A/N: I felt like writing something but I didn't want to get into anything too lengthy so I decided to go for a drabble thingy. I don't do first person to often but this is...not the usual kind of thing I write? insert shrug emoji


Hero.

Thats what they were calling me. I'm not surprised considering what we did. We saved the world, our home; Earth was no longer in danger from aliens.

Its almost surprising to think that I lent a helping hand in this galactic quest. I never thought I would be involved in such a big mess. And in the end, I get to be called a hero for all I've done.

But I know that I'm not a hero.

A hero is someone who is admired or idealized by others, people look up to them. They're courageous, strong, noble, just. The things they do are out of this world. They're always on the ready to help and even save the world if necessary (though that sounds more like it'd fit under a superhero instead).

Maybe, by definition, I do count as one. A subcategory of one.

But I know that deep down, I don't. I only did one courageous deed. Just one. Its not like I'm going to do that ever again. Start being a hero on Earth? Yeah, right! I'm not going to go out of my way to help others who don't deserve it. Why should I?

People are still so goddamn idiotic and gullible. They haven't changed one bit. Even knowing what we've done, its not like our lives are going to suddenly change. We're going back to our old lives. But I guess that won't be the same now, huh?

I'm not hiding anymore.

Heroes hide, don't they? Behind a mask. Guess thats what I used to do. It worked, fooled a lot of people. Heh. As if they could ever guess my true thoughts. As if they could ever believe that I had become their so called 'friend'. Did they truly think I would be?
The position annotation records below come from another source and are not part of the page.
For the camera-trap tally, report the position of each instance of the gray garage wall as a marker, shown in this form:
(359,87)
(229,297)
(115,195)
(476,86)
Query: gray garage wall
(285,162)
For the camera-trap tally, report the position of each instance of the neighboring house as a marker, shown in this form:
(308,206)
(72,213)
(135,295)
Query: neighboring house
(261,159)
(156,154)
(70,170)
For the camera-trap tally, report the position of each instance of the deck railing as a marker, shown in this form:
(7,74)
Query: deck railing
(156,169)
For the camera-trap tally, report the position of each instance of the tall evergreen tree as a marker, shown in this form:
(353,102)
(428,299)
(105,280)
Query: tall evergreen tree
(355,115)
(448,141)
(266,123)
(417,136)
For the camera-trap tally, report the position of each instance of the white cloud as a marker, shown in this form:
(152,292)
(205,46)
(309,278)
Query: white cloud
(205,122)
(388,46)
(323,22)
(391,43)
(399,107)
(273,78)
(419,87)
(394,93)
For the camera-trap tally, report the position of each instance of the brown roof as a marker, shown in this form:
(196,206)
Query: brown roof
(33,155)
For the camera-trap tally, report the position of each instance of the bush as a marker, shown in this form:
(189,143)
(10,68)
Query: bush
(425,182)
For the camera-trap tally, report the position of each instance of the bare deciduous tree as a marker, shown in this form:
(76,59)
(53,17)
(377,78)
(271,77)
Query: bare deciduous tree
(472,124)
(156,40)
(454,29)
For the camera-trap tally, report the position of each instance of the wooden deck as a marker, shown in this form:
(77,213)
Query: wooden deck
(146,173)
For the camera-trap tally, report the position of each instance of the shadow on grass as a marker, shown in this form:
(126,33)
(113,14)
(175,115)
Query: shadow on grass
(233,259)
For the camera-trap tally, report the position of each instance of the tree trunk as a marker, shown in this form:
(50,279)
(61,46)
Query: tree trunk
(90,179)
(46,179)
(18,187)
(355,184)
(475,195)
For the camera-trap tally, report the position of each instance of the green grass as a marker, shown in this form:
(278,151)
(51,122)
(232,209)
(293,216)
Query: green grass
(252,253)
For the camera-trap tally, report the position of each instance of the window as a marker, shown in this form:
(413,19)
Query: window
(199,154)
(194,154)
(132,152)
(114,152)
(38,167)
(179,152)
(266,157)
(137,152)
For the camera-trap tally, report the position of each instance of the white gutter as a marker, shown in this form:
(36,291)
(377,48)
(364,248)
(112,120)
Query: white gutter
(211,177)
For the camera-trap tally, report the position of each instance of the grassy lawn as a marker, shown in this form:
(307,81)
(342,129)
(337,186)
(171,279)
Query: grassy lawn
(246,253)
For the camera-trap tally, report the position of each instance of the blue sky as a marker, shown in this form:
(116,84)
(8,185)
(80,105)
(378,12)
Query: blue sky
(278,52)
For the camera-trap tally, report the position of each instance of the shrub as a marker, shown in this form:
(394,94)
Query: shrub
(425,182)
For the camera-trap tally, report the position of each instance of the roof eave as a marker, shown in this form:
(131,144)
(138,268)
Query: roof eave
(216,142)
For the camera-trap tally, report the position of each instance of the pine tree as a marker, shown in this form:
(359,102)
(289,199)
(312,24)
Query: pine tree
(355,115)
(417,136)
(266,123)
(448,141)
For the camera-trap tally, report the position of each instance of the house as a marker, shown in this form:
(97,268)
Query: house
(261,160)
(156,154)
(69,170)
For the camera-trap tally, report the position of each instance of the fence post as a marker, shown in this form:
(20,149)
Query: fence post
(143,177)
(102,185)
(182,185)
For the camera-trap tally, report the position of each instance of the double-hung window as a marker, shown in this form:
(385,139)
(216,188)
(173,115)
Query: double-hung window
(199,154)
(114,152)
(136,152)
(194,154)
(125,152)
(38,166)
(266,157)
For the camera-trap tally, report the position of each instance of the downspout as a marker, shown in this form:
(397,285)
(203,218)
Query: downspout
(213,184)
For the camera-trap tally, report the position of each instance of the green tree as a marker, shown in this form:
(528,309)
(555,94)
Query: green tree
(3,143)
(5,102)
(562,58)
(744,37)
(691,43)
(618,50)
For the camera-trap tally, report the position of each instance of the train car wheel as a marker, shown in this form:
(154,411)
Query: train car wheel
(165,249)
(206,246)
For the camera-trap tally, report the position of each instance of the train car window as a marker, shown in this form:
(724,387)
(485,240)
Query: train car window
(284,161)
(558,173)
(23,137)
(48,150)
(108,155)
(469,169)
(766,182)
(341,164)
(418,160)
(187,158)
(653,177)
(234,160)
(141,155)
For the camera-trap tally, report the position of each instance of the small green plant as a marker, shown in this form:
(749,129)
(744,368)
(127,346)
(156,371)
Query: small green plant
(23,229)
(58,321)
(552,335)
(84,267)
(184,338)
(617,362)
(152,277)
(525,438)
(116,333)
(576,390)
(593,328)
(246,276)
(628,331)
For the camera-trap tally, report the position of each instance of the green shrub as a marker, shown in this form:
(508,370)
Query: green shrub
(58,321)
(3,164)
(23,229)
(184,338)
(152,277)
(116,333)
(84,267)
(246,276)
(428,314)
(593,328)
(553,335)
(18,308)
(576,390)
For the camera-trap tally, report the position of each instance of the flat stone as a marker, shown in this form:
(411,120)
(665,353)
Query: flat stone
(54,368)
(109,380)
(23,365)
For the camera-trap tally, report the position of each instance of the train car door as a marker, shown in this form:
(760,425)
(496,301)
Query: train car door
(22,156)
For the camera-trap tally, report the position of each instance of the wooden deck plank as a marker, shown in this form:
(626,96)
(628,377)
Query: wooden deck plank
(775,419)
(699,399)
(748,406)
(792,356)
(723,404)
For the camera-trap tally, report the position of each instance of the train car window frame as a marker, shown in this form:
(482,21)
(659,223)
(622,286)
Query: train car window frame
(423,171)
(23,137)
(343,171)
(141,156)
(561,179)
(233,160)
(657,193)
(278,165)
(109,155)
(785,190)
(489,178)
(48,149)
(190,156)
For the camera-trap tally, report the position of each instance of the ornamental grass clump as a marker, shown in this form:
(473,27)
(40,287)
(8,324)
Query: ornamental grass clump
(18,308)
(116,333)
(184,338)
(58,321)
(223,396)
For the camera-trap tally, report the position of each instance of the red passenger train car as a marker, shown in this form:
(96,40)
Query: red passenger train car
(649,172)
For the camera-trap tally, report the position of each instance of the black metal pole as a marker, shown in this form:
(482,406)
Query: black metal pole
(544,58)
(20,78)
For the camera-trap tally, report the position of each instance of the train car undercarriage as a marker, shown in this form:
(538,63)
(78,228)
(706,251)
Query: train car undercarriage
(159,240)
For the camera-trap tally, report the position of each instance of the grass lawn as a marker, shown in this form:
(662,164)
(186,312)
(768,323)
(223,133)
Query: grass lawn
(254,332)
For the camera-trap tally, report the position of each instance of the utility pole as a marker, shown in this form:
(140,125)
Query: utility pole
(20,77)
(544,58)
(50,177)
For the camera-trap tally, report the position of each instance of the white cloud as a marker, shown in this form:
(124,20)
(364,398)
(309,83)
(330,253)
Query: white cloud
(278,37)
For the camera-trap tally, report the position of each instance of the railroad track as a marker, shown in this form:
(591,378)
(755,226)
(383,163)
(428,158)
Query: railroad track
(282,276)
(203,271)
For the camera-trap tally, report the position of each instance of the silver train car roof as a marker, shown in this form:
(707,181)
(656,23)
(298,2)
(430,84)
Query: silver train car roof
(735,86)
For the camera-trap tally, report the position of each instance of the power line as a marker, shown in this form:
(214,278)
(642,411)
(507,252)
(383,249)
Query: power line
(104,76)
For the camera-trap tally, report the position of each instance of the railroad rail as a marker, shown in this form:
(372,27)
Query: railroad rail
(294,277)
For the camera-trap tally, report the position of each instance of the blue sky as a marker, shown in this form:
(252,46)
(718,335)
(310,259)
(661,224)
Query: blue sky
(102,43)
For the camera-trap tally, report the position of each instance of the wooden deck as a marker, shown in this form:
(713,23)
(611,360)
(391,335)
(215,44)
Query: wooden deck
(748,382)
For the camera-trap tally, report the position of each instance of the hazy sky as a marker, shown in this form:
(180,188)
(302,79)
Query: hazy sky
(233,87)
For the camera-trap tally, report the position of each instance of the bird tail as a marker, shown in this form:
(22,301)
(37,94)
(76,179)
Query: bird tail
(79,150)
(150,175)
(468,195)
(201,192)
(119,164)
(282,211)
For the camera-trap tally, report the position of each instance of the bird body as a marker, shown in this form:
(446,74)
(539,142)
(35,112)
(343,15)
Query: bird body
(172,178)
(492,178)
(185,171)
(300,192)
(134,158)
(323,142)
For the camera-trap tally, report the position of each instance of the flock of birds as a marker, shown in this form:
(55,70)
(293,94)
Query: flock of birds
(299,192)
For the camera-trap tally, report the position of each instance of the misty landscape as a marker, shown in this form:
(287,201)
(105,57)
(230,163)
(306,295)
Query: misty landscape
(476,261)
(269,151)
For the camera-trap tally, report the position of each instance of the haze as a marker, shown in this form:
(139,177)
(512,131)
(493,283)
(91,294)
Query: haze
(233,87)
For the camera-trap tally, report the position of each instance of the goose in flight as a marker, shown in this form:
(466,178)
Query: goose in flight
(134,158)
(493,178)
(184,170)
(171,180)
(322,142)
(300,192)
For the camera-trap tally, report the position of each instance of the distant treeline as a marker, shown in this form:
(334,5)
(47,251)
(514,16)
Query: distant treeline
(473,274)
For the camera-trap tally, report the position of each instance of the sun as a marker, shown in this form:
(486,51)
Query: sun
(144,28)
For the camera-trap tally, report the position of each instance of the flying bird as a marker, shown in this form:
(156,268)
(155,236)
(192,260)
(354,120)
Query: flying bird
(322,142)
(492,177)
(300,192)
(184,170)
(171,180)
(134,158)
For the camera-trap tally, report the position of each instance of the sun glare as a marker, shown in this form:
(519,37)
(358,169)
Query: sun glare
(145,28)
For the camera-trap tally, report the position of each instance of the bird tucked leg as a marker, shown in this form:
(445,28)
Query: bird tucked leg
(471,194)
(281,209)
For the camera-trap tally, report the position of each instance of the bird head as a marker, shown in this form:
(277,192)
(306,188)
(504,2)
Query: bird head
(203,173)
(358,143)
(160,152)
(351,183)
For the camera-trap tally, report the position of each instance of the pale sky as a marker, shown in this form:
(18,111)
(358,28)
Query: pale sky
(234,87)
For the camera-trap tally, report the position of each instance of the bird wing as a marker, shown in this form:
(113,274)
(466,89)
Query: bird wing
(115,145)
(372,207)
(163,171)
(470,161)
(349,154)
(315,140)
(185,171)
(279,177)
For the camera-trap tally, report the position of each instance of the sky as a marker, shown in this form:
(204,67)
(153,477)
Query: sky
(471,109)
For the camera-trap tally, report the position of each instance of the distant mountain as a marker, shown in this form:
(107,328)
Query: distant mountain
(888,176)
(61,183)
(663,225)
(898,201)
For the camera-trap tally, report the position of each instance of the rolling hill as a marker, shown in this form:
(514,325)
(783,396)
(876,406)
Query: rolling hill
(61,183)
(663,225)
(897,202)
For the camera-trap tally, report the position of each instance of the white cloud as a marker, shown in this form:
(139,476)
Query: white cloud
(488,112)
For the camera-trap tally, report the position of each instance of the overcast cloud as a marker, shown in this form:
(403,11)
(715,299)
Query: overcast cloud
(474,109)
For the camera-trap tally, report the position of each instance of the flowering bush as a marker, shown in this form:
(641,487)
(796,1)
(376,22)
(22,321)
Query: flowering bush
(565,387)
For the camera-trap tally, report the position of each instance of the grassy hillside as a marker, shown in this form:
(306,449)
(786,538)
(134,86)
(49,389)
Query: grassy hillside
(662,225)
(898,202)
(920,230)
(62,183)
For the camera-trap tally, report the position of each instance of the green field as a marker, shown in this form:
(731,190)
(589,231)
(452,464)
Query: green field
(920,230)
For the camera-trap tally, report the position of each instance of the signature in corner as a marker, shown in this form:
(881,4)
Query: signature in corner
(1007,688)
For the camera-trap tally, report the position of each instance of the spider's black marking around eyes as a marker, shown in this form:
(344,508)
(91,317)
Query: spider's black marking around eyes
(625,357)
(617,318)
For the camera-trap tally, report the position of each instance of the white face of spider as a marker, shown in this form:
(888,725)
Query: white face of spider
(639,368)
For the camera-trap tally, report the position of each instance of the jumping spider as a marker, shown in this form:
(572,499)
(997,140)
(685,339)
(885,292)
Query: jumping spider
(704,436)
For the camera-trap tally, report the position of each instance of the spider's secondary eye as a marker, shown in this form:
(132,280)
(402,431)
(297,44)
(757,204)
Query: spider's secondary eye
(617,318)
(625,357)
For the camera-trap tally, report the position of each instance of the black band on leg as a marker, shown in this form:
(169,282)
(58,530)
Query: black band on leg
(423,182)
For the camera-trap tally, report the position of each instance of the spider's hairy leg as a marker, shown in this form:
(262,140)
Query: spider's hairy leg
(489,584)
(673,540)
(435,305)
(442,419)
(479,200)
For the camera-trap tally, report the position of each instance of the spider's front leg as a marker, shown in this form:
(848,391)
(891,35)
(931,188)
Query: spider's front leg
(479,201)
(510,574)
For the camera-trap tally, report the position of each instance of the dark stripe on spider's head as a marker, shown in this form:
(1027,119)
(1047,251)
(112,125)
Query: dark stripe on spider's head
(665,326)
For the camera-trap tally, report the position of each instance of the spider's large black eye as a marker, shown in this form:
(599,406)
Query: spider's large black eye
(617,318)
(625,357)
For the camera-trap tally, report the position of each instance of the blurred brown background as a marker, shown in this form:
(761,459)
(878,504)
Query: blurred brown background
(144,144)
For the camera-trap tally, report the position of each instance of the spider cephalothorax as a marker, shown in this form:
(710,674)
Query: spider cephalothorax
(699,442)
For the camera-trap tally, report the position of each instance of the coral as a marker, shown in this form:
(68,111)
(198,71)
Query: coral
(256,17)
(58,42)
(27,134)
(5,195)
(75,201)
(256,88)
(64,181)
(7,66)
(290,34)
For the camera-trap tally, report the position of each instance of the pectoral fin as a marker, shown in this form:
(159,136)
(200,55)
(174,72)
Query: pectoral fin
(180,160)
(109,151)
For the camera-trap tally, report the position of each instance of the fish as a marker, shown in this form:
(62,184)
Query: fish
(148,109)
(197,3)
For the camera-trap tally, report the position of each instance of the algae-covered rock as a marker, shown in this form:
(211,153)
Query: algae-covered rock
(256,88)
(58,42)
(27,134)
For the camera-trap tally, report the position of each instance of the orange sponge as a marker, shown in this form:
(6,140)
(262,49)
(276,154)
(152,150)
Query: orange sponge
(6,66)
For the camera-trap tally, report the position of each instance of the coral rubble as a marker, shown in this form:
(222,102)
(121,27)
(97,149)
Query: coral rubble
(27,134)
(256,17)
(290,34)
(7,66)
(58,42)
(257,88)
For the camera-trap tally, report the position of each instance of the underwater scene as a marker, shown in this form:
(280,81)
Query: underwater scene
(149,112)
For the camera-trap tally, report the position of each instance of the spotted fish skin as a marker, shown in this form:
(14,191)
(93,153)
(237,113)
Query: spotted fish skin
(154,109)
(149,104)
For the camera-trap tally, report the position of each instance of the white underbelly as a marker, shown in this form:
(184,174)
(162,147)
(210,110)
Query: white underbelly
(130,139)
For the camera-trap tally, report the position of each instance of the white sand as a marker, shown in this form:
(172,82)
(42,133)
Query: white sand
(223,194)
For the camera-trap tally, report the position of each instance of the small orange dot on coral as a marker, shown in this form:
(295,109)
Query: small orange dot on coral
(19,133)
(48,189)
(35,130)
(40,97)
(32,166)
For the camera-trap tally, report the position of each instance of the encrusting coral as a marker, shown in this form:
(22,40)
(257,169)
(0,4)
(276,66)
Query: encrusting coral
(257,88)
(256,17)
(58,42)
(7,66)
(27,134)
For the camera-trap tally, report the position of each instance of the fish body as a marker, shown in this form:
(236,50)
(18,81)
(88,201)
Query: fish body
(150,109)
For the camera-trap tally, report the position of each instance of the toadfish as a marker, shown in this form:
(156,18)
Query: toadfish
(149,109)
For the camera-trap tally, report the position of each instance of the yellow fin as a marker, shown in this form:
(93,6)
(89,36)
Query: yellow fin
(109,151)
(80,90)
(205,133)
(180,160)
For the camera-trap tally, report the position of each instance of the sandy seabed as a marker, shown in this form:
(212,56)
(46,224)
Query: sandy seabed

They would befriend them, heroes would, I mean. Heroes have friends. I have teammates. Okay, maybe those nerds could be considered my friends, but its not like they're going to hang around me now. They have no reason to.

I bet Tenma, that optimistic fool, is going to end up calling us all to play soccer or something. He seems the type to want to stick together. Something about keeping soccer happy or whatever crap he spews about it.

I doubt a hero would have this line of thought, huh?

...

Hero.

Thats what my brothers are calling me. Have they always been calling me that? Even before what I did. I can't remember if they had.

I know that I'm not a hero, but…

They admire me, they look up to me (literally and figuratively). They find me strong, fast, amazing, the best brother in the world. They know that I'll come to their side, I'll protect them no matter what. I'd give my life for them. I protect their world.

Do they consider me a hero?

No, I know its not true. I'm their brother. Thats who they see me as. We're family. Of course I would do anything for them. Take the blame, the punch, the kick, I'll make sure that they're safe. No one can harm them.

My brothers are amazing, sweet, loving, innocent. Almost purely innocent. We all know that we're not filthy rich, but they don't do bad things because they want to. Its something we have to do. Its our life. I bet if we weren't in this line of poverty, they'd never do such acts. Besides, they're young. Kids makes mistakes.

And I help make sure they don't happen again.

Sure I let them get away with things every once and while. I'm not a fit parent, don't think I will be. I can look out for them, love them, but I can never take that parenting role (although I'm damn sure I'm doing a better job than our father ever did).

I know I'm not perfect.

They both 'found' a hero figure. I won't ask how or where, but I can guess. Stolen. Or maybe this time, it really was given to them by their friends (which I highly doubt). But now, they're arguing over which hero gets to have my name. Who gets to take after their big brother.

Their action is silly, yet I'm astonished by it. Don't they know that I'm not a hero? Don't they know that I'm not a good person? Don't they know what I'll do for them?

Maybe, thats why. They know what I'll do for them. They know how much I love them, how far I would go to keep them in my life. They know that when I smile to them, it is always out of love. They know that I'm just doing what I can for them, whats right for them. They know.

A hero is something I'm not, but to them I'll be one.